It is no secret that electronic business between organizations (B2B) is constantly picking up speed and adoption throughout the world. B2B can be defined as the use of Internet and Web-technologies for conducting interorganizational business transactions (Teo and Ranganathan, 2004). So far, its development has been faster in the developed world than in developing countries (Hawk, 2004; García-Murillo, 2004; Uzoka and Seleka, 2006). In the former, B2B is adopted and used for competitive and collaborative reasons to a larger extent than in developing countries. In particular, the developing world often lacks the infrastructural, economic and socio-political framework to develop e-commerce in comparison to the developed countries (Uzoka and Seleka, 2006). Furthermore, power distance must be considered, since it indicates the ability for organizations to affect change in government. The higher the distance, the faster industry – including e-commerce – can grow (Sparks et al, 2007).

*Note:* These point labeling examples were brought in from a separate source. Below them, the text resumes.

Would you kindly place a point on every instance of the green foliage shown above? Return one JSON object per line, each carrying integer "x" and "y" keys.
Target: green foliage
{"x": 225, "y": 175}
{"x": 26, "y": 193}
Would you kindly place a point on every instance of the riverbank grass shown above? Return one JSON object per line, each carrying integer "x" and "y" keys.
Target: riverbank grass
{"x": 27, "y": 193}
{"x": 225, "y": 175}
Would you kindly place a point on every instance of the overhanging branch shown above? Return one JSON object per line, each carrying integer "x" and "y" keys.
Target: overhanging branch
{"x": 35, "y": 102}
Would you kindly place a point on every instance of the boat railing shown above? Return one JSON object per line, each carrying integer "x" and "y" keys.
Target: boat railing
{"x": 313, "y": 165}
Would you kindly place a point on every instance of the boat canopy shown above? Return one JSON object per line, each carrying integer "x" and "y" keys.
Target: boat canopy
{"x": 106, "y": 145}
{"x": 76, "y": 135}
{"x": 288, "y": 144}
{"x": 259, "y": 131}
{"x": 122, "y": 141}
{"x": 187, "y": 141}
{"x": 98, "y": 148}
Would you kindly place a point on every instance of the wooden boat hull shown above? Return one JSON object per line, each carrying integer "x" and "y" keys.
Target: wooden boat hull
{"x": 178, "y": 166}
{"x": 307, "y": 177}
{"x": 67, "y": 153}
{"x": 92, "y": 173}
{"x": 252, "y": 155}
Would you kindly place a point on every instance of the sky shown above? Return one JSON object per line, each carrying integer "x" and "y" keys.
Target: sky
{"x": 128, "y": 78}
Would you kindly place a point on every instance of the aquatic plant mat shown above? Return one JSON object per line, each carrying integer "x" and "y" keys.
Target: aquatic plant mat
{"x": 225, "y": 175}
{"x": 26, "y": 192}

Through the use of B2B, companies in developing countries can create and sustain competitive advantage, get access to new and better suppliers and customers, etc (Wood, 2004). Proper attention to specific conditions of these countries can prevent negative effects and slow e-business adoption (García-Murillo, 2004). However, a successful B2B development project requires proper management of different types of Critical Success Factors (CSF). CSF are: “the conditions that need to be met to assure success of the system” (Poon and Wagner, 2001, p.395). CSFs can be categorised as emerging from economic, technological or organizational issues (Ewusi-Mensah and Przasnyski, 1994). Planning considerations should focus on important organizational factors, because they influence the other factors. Circumstances in the developing countries also reveal the importance of trying to resolve organizational factors such as confidence and trust in order to establish a corporate culture where the benefits of sharing are viewed as important and natural. Leaders initiate this process by imposing his/her beliefs, values, and assumptions, but culture only arises when the assumptions of individuals lead to shared experiences (Schein, 2004). Thus, developing a culture is a long-term process, and the importance of planning and preparation is clear. Currently, the lack of means for dealing with CSF is accentuated by the fact that many B2B projects fail. Additionally, specific conditions in developing countries such as capacity of organizations to absorb, use, and adapt advances in science and technology must be studied (Salman, 2004). Organizations in developing countries must prepare themselves well to avoid pitfalls and achieve the full benefits of B2B. This is no different compared to developed countries. The difference is that developing countries lack suitable resources for such preparations, with regard to poverty, and inadequacy and instability of various resources in developing countries (Agoulu, 1997; Roy and Biswas, 2007; Purcell and Toland, 2004), together with low B2B maturity. There are barriers to e-commerce such as: low income levels, low literacy rates, lack of payment systems that support online transactions, and cultural resistance to online transaction-making (Ho et al, 2005). Our work contributes to better preparatory routines in organizations in developing countries.